I shoot identically to @Jcharmin92 

Only difference is that my reference point is closer to my right eye. I shoot 1632 tubes with 11-12" active length.


----------



## Jcharmin92 (Aug 28, 2021)

Yep that sounds about right!


----------



## Jcharmin92 (Aug 28, 2021)

I like 9/32 ammo. And I only measure length and nothing else I just know what taper I like. I use reference points on my cutting mat to do all of that. I've never measured it before. I like to keep things simple lol.


----------



## fungustoon (Oct 1, 2021)

Thanks Stringslap ... appreciated.


----------



## fungustoon (Oct 1, 2021)

Hi ... had a warm up with half butterfly today, bands in the 'new' ott to me formation, but using a Scout LT so wimped out on the Picklefork(sorry!)
I have to confess I was somewhat terrified of putting by cheek anywhere near the band but donned with my balaclava, I eventually managed to do it! My floating rear arm felt weird stuck in mid air. What I really liked was the sighting line - easy to follow the ammo. Thnks for your support and comments ...Picklefork will be broached once I feel half butterfly muscle memory is was more engrained and my accuracy improves. Cheers.


----------



## StringSlap (Mar 2, 2019)

fungustoon said:


> Hi ... had a warm up with half butterfly today, bands in the 'new' ott to me formation, but using a Scout LT so wimped out on the Picklefork(sorry!)
> I have to confess I was somewhat terrified of putting by cheek anywhere near the band but donned with my balaclava, I eventually managed to do it! My floating rear arm felt weird stuck in mid air. What I really liked was the sighting line - easy to follow the ammo. Thnks for your support and comments ...Picklefork will be broached once I feel half butterfly muscle memory is was more engrained and my accuracy improves. Cheers.

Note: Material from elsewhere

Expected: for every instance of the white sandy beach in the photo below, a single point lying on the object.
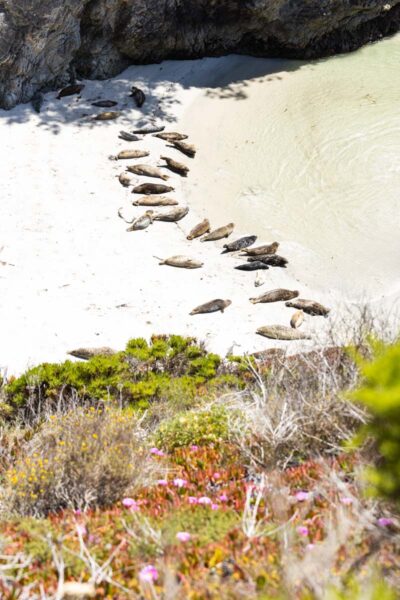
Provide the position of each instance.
(72, 276)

Headed in the right direction!


----------



## fungustoon (Oct 1, 2021)

Lol. Not sure my black balaclava would have been any use in saving my face but it seemed to scare off an iffy looking bloke walking an Alsation. He waved, turned around and walked off hastily in the opposite direction. He clearly thought I was some idiot in shorts and a balaclava pretending to be a prepper! ( as rare as hens' teeth in the UK) Lol.


----------